The ink a is attribute to the 'Flying Tigers', this and the fact they were formed as part of the Republic of China Airforce can be seen on the bottle that has both a picture of a tiger, a flying tiger, Chinese writing and the American flag alongside the flag of the Republic of China (from that time period).
Pilots from the USA Army Air Corp and Marine Corp were recruited by President Roosevelt to make up the First American Volunteer Group of the Republic of China Air Force, commanded by Claire Lee Chennault. They flew Curtis P-40B Warhawk aircraft marked with Chinese colours but always under American control. The group was also known as the Flying Tigers because of the distinctive marking on the plans they flew.
The mission was to bomb Japan and though the group was formed before Pearl Harbour delays meant they did not fly a mission until after the US and Japan had declared war with each other. Their first combat mission was 12 days after Pearl Harbour (20.12.41), they were disbanded in July 1942 to be replaced by the 23rd Fighter Group of the USA Air Force. The 23rd FG retained the distinctive nose markings of the planes.
I had been looking at this ink for a long time and was not sure I wanted to commit to yet another bottle of ink that I would never finish so when the opportunity arose to get a sample I snapped it up immediately.
I am not sure I can call this ink blue-black as it is so much more. I would describe it as a teal-green with a black overlay .
The chromatography hints at what I mean as it shows a mix of turquoise, dark green and black.

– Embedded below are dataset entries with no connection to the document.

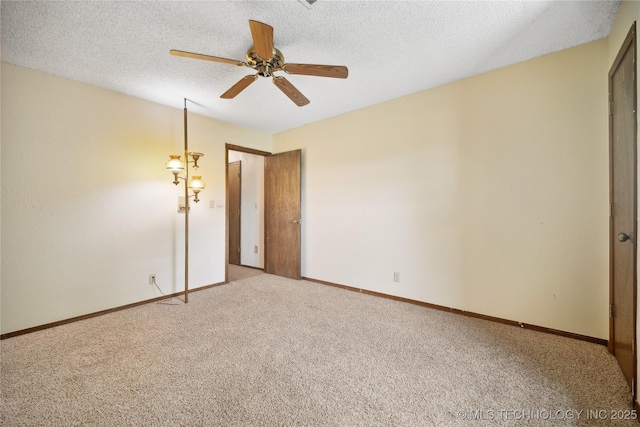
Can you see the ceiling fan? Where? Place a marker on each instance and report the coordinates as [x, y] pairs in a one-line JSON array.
[[266, 60]]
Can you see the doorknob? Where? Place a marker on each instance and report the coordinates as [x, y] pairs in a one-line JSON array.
[[623, 237]]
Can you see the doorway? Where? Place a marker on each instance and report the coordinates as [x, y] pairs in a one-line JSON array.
[[623, 213], [277, 204], [234, 183]]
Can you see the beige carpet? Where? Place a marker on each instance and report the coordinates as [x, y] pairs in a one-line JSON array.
[[267, 351]]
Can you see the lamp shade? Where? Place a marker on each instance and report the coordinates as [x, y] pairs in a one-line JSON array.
[[196, 183], [174, 163]]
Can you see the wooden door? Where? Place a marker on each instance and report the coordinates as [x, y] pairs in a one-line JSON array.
[[235, 184], [623, 228], [282, 214]]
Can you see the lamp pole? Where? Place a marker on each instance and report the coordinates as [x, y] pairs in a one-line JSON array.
[[186, 212]]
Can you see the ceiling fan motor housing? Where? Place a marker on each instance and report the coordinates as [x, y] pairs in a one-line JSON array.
[[265, 67]]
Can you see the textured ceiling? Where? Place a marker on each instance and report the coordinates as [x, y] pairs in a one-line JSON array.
[[392, 48]]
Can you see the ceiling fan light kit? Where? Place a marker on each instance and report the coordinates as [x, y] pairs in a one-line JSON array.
[[265, 59]]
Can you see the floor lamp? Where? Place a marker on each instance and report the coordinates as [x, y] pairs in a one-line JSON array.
[[195, 184]]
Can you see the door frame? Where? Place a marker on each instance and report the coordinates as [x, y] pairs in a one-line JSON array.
[[239, 216], [231, 147], [630, 39]]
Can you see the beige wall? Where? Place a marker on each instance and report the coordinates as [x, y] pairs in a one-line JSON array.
[[489, 194], [88, 210], [628, 13]]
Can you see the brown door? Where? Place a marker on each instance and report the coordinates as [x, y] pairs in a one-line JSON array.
[[282, 214], [234, 184], [623, 230]]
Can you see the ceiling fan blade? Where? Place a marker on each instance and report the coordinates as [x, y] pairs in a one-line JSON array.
[[239, 87], [336, 71], [290, 90], [205, 57], [262, 39]]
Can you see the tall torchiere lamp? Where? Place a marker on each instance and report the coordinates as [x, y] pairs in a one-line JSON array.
[[195, 184]]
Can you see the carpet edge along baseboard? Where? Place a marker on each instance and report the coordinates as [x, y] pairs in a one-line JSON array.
[[467, 313], [100, 313]]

The swatch on col-o-ring demonstrates what I am trying to describe – you can see the black looks like it has been painted over the teal-green as an after thought. On Tomoe you see the same thing but the teal is far more dominant in that swatch.
On cheap paper there was some feathering Dry time was very good but I definitely couldn’t use both sides of the paper. It was also at this stage I noted the nib creep.

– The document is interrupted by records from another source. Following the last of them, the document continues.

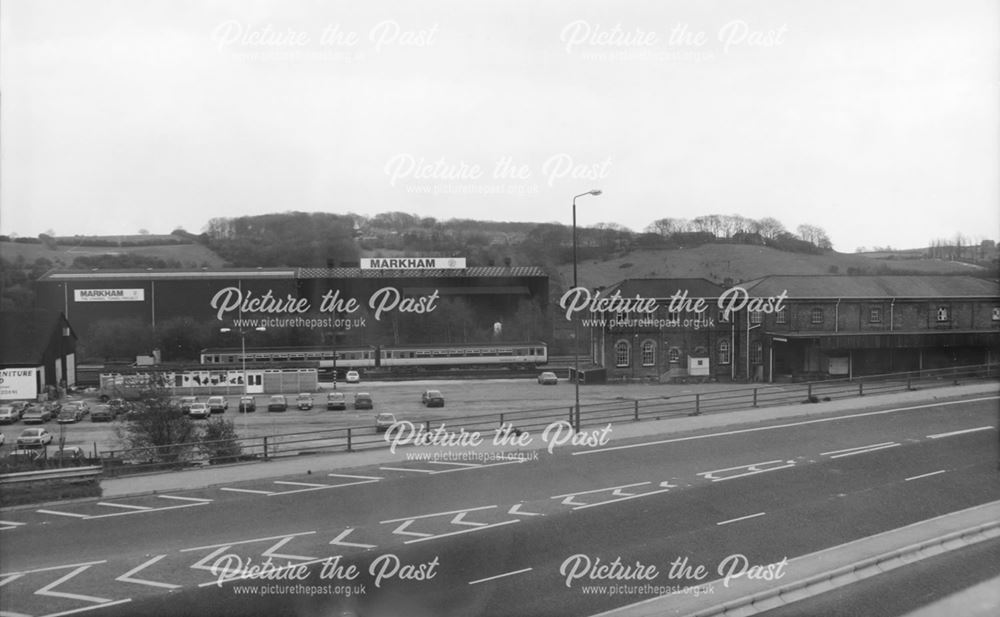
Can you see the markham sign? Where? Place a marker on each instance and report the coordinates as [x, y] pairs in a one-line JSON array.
[[413, 263], [18, 383], [109, 295]]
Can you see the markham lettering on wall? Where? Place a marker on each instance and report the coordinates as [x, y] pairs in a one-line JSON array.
[[109, 295], [413, 263]]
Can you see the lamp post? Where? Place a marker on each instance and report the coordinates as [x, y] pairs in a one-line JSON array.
[[576, 324]]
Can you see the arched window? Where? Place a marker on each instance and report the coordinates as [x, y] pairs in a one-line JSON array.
[[623, 354], [648, 353], [724, 349]]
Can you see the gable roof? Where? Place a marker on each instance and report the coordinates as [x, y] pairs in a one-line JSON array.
[[25, 335], [841, 286]]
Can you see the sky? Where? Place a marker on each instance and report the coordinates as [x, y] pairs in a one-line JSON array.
[[877, 122]]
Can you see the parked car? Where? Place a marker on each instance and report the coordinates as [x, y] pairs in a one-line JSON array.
[[383, 421], [304, 401], [336, 400], [199, 410], [432, 398], [69, 415], [34, 438], [8, 415], [218, 404], [82, 407], [363, 400], [71, 455], [186, 402], [548, 378], [103, 413], [36, 414], [278, 402]]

On Rhodia it was very slow drying, I wasn’t surprised as I could see as I wrote it was quite wet looking. It dries to a dark teal colour with some shading.

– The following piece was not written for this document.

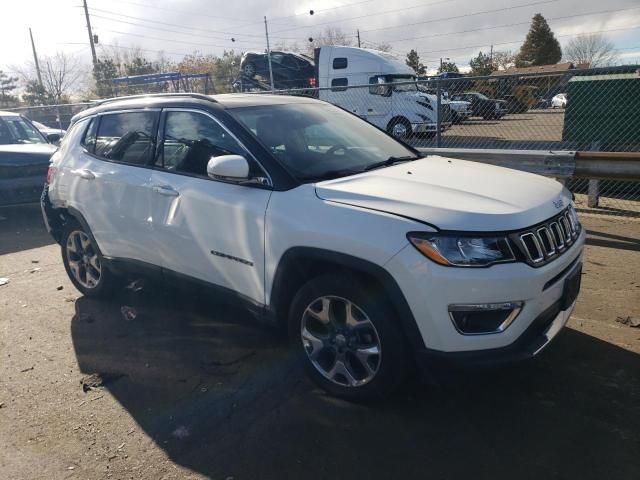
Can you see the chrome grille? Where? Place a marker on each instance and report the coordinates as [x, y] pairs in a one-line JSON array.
[[545, 242]]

On Tomoe again very very slow to dry. The way the colours separate out (as shown in the swatches above) makes this an interesting ink. Here it still dries to a dominant dark green teal but the back gives it some lovely shading.
Despite this ink being wet / slow drying I do like it and in fact have been using it at work – its ok on paper the weight of copy paper, there is a little show through but for use for note taking or if I am using good quality paper this is fine. It is a unique colour – I could not find anything amongst all my inks that comes near it and as you can see below there is no consistency to what is considered blue-black.
It wasn’t that long ago you could not get Noodlesr inks in this part of the world. Now in NZ, Inkt and PenClassics carry them. The range is not huge but this is one colour you can usually purchase.
In summary -
Saturation - high
Shading – yes but the better the paper the better the shade
Sheen – no
Shimmer - no
Nib dry-out - none
Nib creep – yes some
Start-up – Excellent
Feathering – yes on cheap paper
Drying – slooooow
Cleaning - good
Water resistance – this is one of Noodlers bullet proof inks so should be water-proof. As you can see from the photos it is quite water resistant, but a lot of the turquoise ink washed out – it still leaves an impressive amount behind but I wouldn’t call this completely bullet proof.